12.9インチiPad、量産9月に延期か

 アップルのタブレット端末「iPad」の大型機種(12.9インチ)の量産時期が、当初予定の第1四半期から今年9月へと延期になるもようだ。複数の関係者の話を基にブルームバーグが報じたもので、液晶パネルの生産の遅れが主因とみられる。これにより、サプライチェーン入りしているとされる組み立ての鴻海精密工業や、タッチパネルの宸鴻集団(TPKホールディング)、フレキシブル基板の嘉聯益科技(キャリア・テクノロジー)などの第1四半期業績に影響が出る見通しだ。6日付経済日報などが報じた。
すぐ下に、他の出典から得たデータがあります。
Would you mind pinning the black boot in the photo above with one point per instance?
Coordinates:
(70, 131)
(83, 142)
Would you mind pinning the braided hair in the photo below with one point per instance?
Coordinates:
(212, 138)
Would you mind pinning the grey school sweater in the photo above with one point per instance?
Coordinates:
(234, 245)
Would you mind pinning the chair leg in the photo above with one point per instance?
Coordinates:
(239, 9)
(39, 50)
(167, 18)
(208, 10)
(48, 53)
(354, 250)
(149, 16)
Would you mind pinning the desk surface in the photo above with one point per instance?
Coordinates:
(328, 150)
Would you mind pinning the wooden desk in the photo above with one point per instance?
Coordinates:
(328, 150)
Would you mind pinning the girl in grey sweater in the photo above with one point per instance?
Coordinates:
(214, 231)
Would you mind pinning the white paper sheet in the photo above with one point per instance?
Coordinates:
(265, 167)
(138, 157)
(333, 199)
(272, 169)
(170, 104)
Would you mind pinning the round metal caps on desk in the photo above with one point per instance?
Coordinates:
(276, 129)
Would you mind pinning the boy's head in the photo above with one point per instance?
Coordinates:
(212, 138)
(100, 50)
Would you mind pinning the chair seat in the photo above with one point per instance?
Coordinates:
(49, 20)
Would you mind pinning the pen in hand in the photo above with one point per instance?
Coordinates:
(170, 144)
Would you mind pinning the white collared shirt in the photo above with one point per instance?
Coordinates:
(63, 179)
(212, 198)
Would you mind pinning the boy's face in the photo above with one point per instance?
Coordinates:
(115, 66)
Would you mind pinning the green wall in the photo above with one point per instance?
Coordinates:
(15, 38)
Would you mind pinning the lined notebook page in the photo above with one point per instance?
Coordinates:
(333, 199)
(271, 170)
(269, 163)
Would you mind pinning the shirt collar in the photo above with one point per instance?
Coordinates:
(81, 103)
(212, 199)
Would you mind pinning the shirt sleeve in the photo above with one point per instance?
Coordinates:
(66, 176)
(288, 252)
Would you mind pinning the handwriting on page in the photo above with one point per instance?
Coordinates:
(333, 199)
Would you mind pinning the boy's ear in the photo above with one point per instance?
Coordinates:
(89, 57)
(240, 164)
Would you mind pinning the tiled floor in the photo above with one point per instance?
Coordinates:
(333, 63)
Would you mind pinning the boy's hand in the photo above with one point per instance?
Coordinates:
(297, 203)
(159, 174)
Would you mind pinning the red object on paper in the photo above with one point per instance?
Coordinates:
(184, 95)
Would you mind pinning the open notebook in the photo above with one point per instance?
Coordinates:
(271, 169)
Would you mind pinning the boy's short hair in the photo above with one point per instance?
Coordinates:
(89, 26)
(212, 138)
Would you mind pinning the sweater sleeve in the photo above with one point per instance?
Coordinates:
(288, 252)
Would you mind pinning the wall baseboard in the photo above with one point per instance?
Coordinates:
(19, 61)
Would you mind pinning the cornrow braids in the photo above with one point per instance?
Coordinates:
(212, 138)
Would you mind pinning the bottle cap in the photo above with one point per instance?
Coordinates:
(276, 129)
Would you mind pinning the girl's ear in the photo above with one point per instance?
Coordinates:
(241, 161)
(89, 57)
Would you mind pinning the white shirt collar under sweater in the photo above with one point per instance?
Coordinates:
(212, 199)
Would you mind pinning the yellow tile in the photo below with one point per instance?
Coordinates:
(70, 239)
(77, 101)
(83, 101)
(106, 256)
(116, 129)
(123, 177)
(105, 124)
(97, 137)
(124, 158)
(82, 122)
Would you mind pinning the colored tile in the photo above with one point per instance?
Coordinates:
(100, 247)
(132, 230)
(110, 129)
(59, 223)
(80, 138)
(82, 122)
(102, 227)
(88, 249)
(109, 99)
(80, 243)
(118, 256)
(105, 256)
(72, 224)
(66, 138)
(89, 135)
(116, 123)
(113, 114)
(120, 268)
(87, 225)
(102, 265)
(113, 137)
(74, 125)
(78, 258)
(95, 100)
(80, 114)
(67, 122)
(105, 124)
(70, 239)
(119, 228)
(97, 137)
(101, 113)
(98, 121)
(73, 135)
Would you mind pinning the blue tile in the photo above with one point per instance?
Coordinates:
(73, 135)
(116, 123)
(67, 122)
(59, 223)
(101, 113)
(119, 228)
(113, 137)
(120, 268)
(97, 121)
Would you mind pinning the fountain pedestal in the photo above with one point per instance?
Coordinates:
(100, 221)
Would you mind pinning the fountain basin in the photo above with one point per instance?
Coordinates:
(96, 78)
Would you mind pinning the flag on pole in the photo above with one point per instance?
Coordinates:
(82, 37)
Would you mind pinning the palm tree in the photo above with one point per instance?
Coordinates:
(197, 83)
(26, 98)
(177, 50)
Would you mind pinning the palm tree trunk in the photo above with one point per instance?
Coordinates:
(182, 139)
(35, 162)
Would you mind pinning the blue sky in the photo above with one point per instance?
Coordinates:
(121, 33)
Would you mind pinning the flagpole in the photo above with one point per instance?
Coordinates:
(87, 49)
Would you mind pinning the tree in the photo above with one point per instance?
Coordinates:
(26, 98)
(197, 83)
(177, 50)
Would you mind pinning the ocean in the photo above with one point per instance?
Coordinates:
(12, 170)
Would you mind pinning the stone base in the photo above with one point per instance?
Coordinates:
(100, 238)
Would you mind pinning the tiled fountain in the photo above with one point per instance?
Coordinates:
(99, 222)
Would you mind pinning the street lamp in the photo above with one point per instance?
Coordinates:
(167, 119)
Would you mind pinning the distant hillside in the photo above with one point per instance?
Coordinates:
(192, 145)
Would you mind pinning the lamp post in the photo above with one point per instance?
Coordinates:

 大型iPadの液晶パネルは、シャープ、ジャパンディスプレイ(JDI)、LGディスプレイ(LGD)が手掛けるとされる。関係者は、iPadでは従来、アモルファスシリコン(a-Si)技術を採用していたが、大型化で消費電力が増加することから、酸化物半導体TFT(Oxide TFT)に変更した指摘。ただ、良品率が高くないことから3社の生産に遅れが生じたとみられている。

遅れは戦略との見方も

 大型iPadの発売は第4四半期や来年初めにずれ込むとの見方も浮上している。サプライチェーンは大型iPadに、低迷するタブレット市場の起爆剤として、また、次世代スマートフォン「iPhone6s」の発売前の業績けん引役として期待をかけていたが、証券会社は、台湾サプライチェーン各社の業績への貢献は遅れるとの見方を示した。組み立てを独占受注するとされる鴻海については、上半期の売上高は思わしくないが、下半期から大幅成長すると予測した。一方、タッチパネルの貼り合わせで主力サプライヤーのTPKの第1四半期売上高は前期比25~30%減、嘉聯益は24~26%減、筐体の可成科技(キャッチャー・テクノロジー)は15%減と、それぞれ大幅減収に見舞われるとの見方を示した。

 一方、大型iPadの量産延期は、iPhone6とiPhone6プラスのライフサイクル延長や、クリスマス商戦の目玉商品にすることを狙ったアップルの「戦略」だという指摘も出ている。

ビジネス向けに特化か

 なお、アップルは大型iPadに関する計画を一切公表していないが、市場では各種観測が浮上しており、初めてビジネス市場向けに特化した機種との見方が有力だ。同社は昨年IBMと提携し、iPhone、iPad向けの「IBM MobileFirst for iOS」を銀行、小売りなどの各種業界向けに提供を開始し、多くの企業がiPadを調達する成果を生んだ。ソフト面の環境を整えたことから、ビジネス市場で大型iPadは、ノートパソコンに取って代わる存在として需要を得られると期待されている。

 市場調査会社のIHSディスプレイサーチは、企業や政府機関などによるiPad調達台数は、2013年の1,900万台から18年には1億100万台へと大きく成長すると予測している。